Выбрать главу

Не знаю, кто умер во мне, но я вышла на середину комнаты и попыталась сесть на самый простой шпагат. Мне оказалась не под силу и половина маминого результата. А еще говорят, что молодые гибче. Я раскорячилась посреди комнаты, как корова.

И тут приперся Гипс. Он приперся и уселся на край кровати.

— Грустишь? — спросил он.

— С хрена ли.

— А чо грубая такая?

— А ты чо такой нежный?

— На самом деле, мне очень понравилась твоя мамаша.

— Спасибо, это заметно.

— Да не, я не про это. Она правда классная.

— Юджин другого мнения.

— Слушай, — Гипс наклонился ко мне близко-близко. От него пахло вином, но не противно. — Юджин — хренов карьерист. Ты в курсе, что он ходит домой к нашей преподавательнице по основам права?

— Зачем?

— Лампочки вкручивать типа, — Гипс хмыкнул. — Она типа одинокая, лампочки некому вкрутить.

— Ну и что такого?

— Ты как ребенок, — сказал Гипс, и это прозвучало нежно.

— Вечер удался, вали отсюда.

— Да ладно тебе. — Он встал, чиркнул зажигалкой. — Эй… ты чо?!

Гипс был из тех мужиков, которые до ужаса боятся женских слез. Вообще, это хороший знак.

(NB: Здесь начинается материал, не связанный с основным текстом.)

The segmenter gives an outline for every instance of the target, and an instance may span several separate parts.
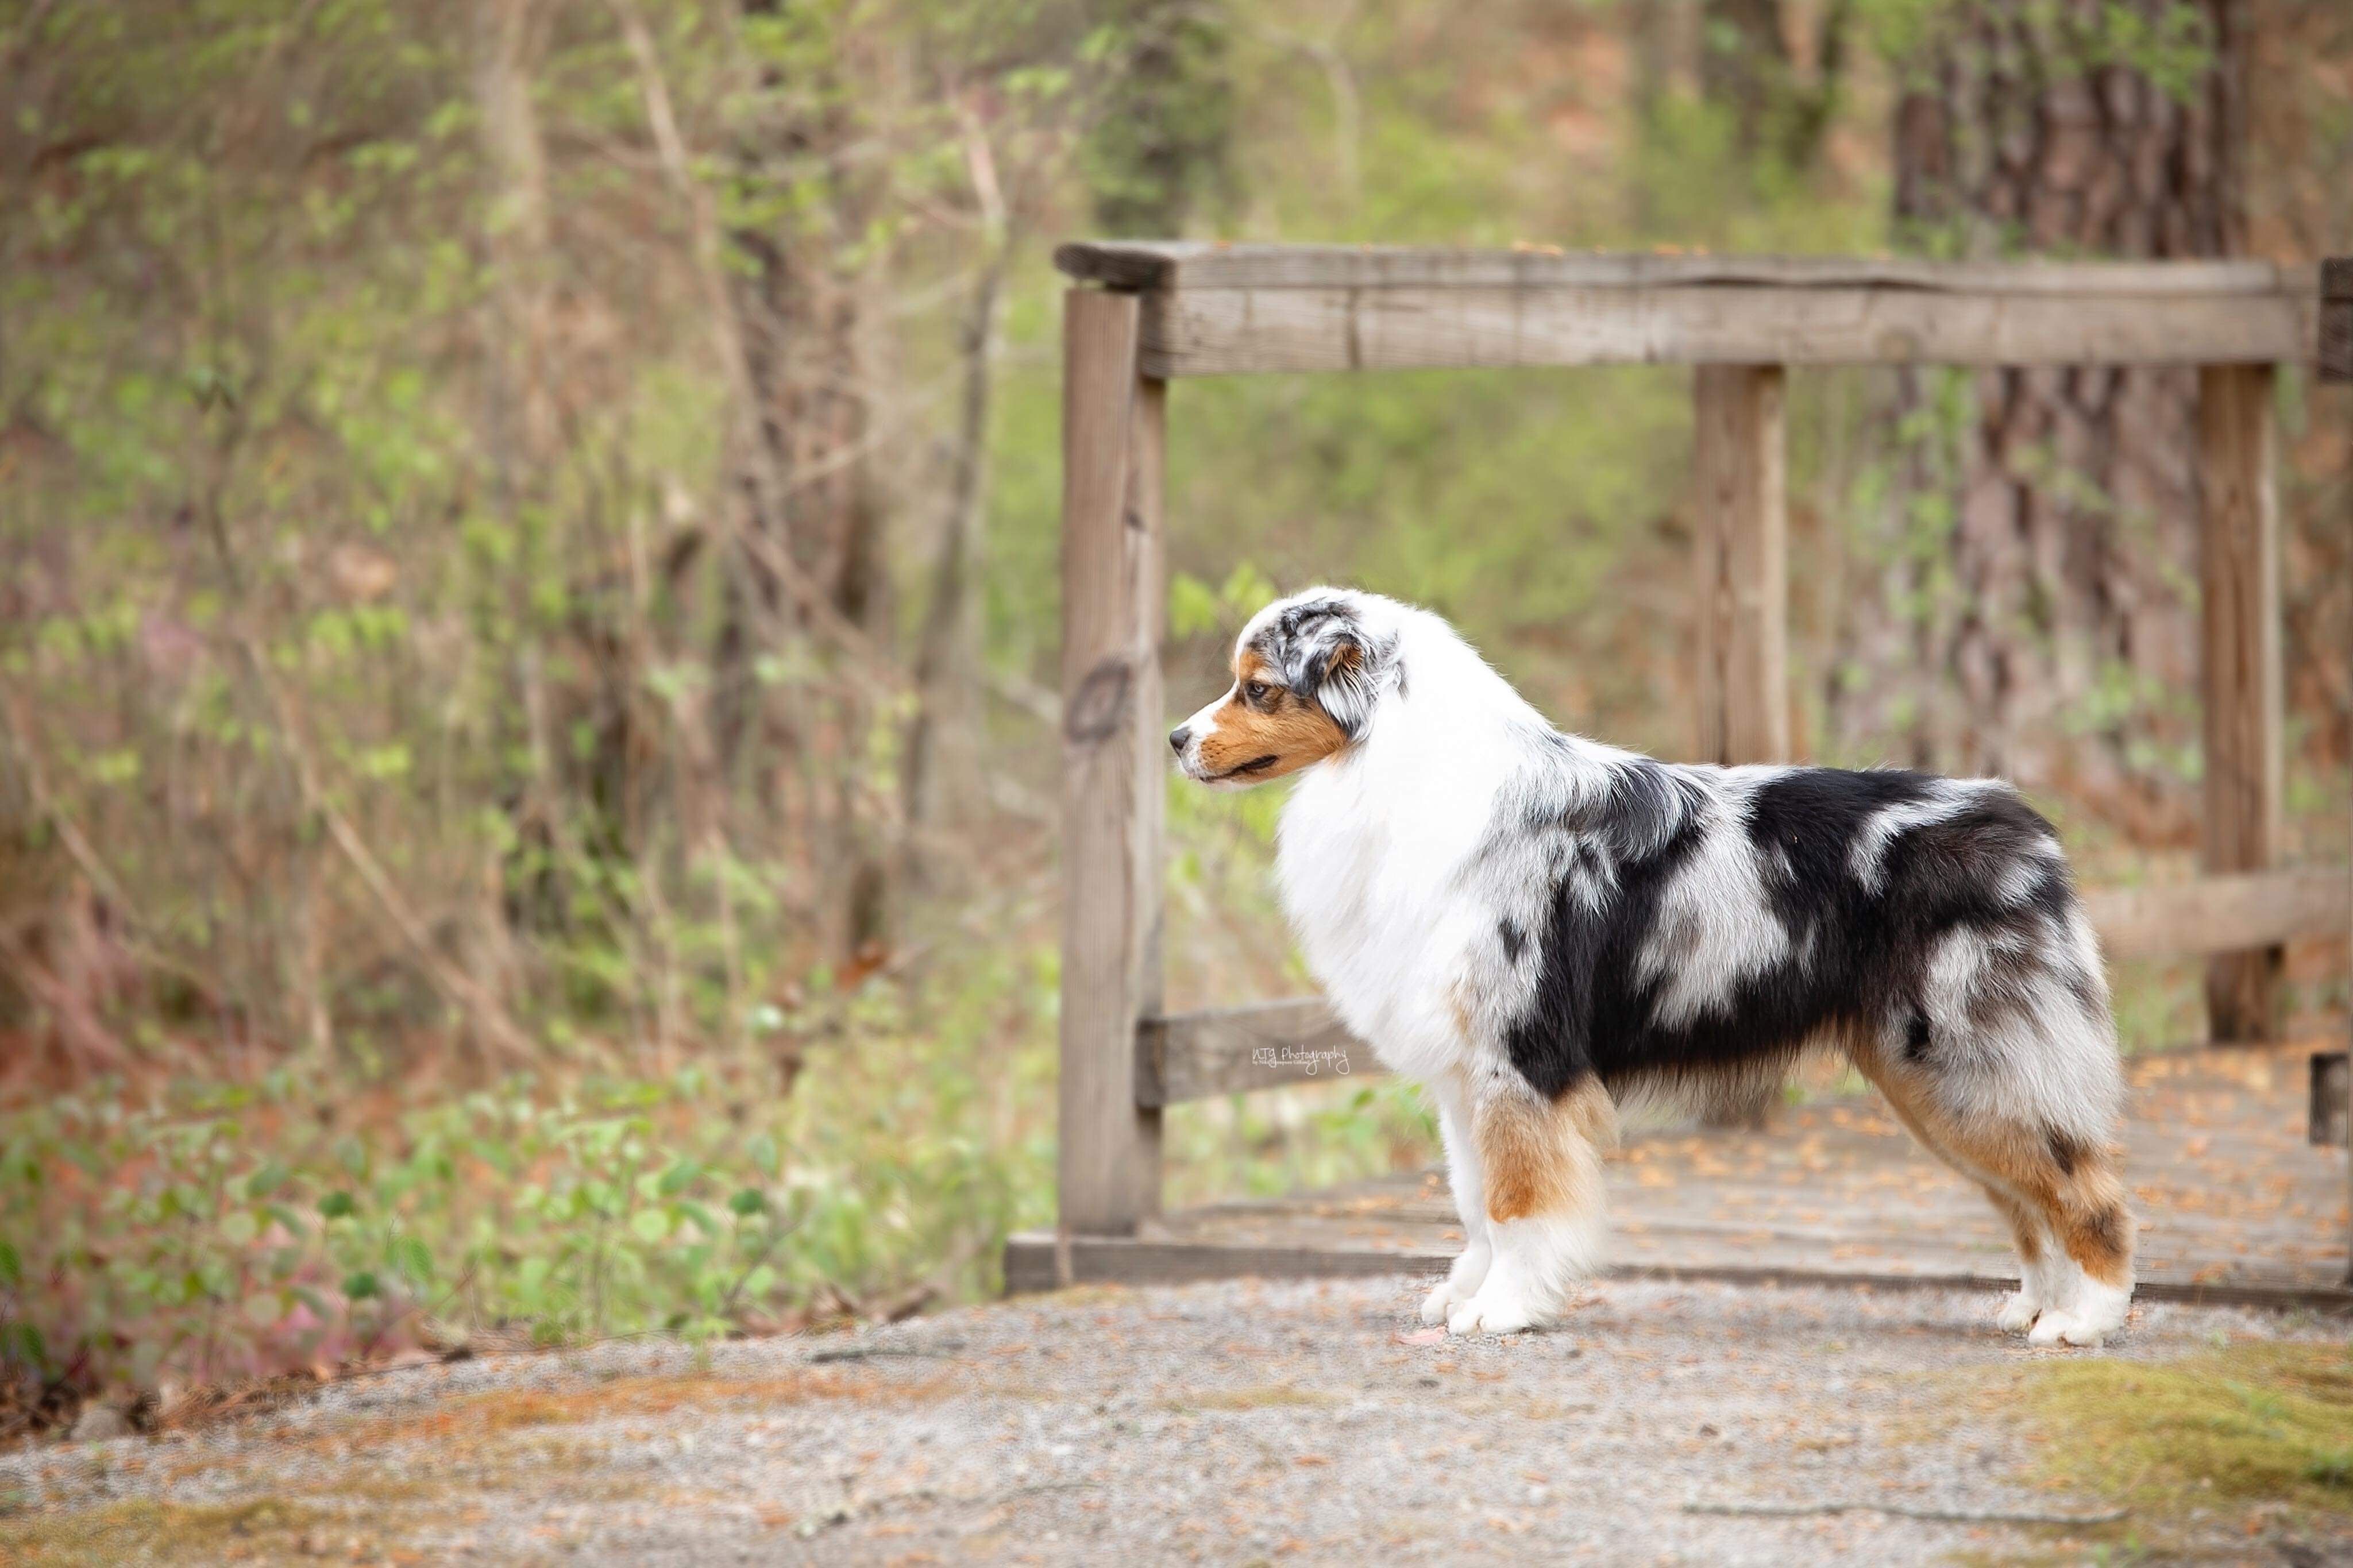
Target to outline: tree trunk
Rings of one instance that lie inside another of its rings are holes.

Мне мама говорила, что это признак приличного человека. Хотя чот Гипс не был похож на приличного. Проблема в том, что в тот вечер рядом со мной не было ни одного приличного человека.

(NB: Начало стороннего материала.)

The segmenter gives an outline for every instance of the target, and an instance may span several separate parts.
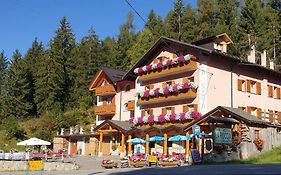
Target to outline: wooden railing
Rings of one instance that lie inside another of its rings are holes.
[[[161,103],[174,102],[184,99],[194,99],[196,98],[196,96],[197,96],[197,91],[195,89],[189,89],[186,92],[181,92],[175,95],[159,96],[159,97],[148,98],[148,99],[139,99],[137,104],[138,105],[161,104]]]
[[[96,88],[96,96],[114,95],[116,90],[112,84],[100,86]]]
[[[180,73],[186,73],[190,71],[195,71],[197,69],[197,62],[191,60],[188,64],[179,64],[176,67],[172,66],[170,68],[160,69],[158,71],[152,71],[147,74],[143,74],[139,77],[140,81],[153,80],[157,78],[166,77],[169,75],[176,75]]]
[[[114,115],[116,111],[116,105],[105,104],[102,106],[95,107],[96,115]]]
[[[135,110],[135,101],[128,101],[128,110],[129,111],[134,111]]]

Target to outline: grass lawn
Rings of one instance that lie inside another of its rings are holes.
[[[272,164],[281,163],[281,147],[274,148],[257,157],[250,157],[245,160],[234,161],[233,163],[243,164]]]

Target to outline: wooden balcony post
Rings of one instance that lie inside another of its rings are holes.
[[[100,132],[100,142],[99,142],[99,155],[102,155],[102,145],[103,145],[103,133]]]
[[[132,135],[128,136],[128,140],[132,139]],[[128,143],[128,154],[132,153],[132,143]]]
[[[125,135],[122,133],[121,135],[121,153],[125,152]]]
[[[186,132],[185,135],[188,136],[189,133]],[[189,140],[185,141],[185,155],[189,155]]]
[[[145,138],[148,139],[148,138],[149,138],[149,134],[146,134],[146,135],[145,135]],[[147,155],[149,155],[149,142],[146,142],[146,143],[145,143],[145,153],[146,153]]]
[[[163,153],[164,155],[167,155],[167,146],[168,146],[168,137],[167,137],[167,133],[164,133],[164,150]]]

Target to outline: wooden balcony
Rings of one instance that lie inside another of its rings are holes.
[[[115,115],[116,105],[105,104],[102,106],[95,107],[96,115]]]
[[[135,100],[128,101],[128,110],[134,111],[135,110]]]
[[[96,96],[115,95],[116,90],[112,84],[100,86],[96,88]]]
[[[197,69],[197,62],[191,60],[188,64],[187,63],[179,64],[176,67],[164,68],[162,70],[152,71],[147,74],[143,74],[139,77],[139,80],[148,81],[148,80],[153,80],[153,79],[162,78],[162,77],[166,77],[166,76],[191,72],[191,71],[195,71],[196,69]]]
[[[194,89],[189,89],[186,92],[182,92],[175,95],[159,96],[159,97],[148,98],[148,99],[139,99],[137,104],[138,105],[161,104],[161,103],[175,102],[185,99],[194,99],[196,98],[196,96],[197,96],[197,91]]]

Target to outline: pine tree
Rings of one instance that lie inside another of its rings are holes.
[[[191,4],[183,10],[183,16],[181,20],[182,24],[182,40],[185,42],[194,41],[198,33],[196,11],[192,8]]]
[[[0,53],[0,118],[4,116],[4,95],[5,95],[5,89],[4,89],[4,81],[6,78],[8,68],[8,60],[4,55],[4,51]]]
[[[182,39],[182,16],[183,16],[183,3],[182,0],[177,0],[174,3],[174,9],[170,11],[166,17],[167,35],[170,38],[177,40]]]
[[[127,51],[132,46],[135,40],[134,33],[134,25],[133,25],[134,17],[130,12],[128,14],[126,22],[120,27],[120,34],[118,35],[117,40],[117,51],[118,55],[115,60],[116,67],[119,69],[129,69],[129,65],[131,62],[131,58],[127,55]]]
[[[216,24],[215,0],[198,0],[198,28],[197,39],[202,39],[214,34]]]
[[[5,80],[7,94],[4,111],[6,116],[25,119],[32,115],[32,103],[29,101],[32,92],[29,83],[21,54],[16,50]]]
[[[159,38],[166,34],[164,27],[164,21],[161,16],[156,16],[155,12],[151,10],[148,15],[147,23],[145,24],[145,29],[149,29],[153,36]]]
[[[115,39],[112,37],[106,37],[101,42],[101,59],[104,61],[103,66],[117,67],[116,59],[118,55],[118,46]]]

Когда-то я прочитала довольно тупую заметку про конкурс на самый громкий крик. Он проводился где-то в Штатах. Кричать можно было что угодно, аппарат фиксировал только громкость. Победила какая-то деваха, которая крикнула:

— Сэм, верни мою девственность!!

У нее тоже, небось, мамаша отчебучила чонить. И этот Сэм смылся. А, может, она и без мамаши передумала. Может же человек передумать. Я, например, джинсы подолгу меряю, а потом все равно назад сдаю. Интересно, какой приз получила эта деваха. Хорошо бы какой-нить нормальный приз. Машину, например, или тысячу баксов.

А то совсем тоскливо.

И тут мне захотелось позвонить маме.

Будь тут, будь рядом

Я шагаю по черной тропинке, перешагивая мощные корни дубов. Из турбазовской столовой доносится запах котлет и свежеиспеченных булочек. Я иду неестественно медленно, как дрессированное животное. Сзади, с трудом перетаскивая негнущуюся ногу, ковыляет моя бабушка, главный бухгалтер Воронежского рыбзавода. Бывший главный. Это благодаря ей мы каждый год получаем путевку сюда, в маленький рай с огромными комарами, четырехразовым питанием и холодной речкой в пятнадцати минутах ходьбы.

— Вырубили бы давно к чертям собачьим! — бабушка зло тычет в корни палкой.

— Тогда деревья погибнут, — отвечаю я.

— Да и шут с ними! И так сырость — одно комарье, — покраснев от напряжения, бабушка преодолевает очередной корень, выразительно изогнутый, как щупальце осьминога.

Навстречу со стопкой чистого белья шагает мама. Веселая и легкая. Я с грустью думаю о том, что сейчас она заправит наши постели и уедет. А мы с бабушкой останемся.

В столовой аппетитная духота. Я быстро заканчиваю, ковырнув понемножку серую добротную котлету и салат. Бабушка ест жадно и подробно. Отдыхающие подобострастно здороваются с ней. Это в основном женщины, такие же низенькие и квадратные, как и бабушка, в босоножках на носок и в платьях с треугольным вырезом. По столам кочуют алюминиевые чайники с красной цифрой на боку. Из них в стаканы льется чай, крепкий и приторно-сладкий. Наплевав на то, что у нее сахарный диабет, бабушка заканчивает ужин румяной булкой, обильно посыпанной сахаром.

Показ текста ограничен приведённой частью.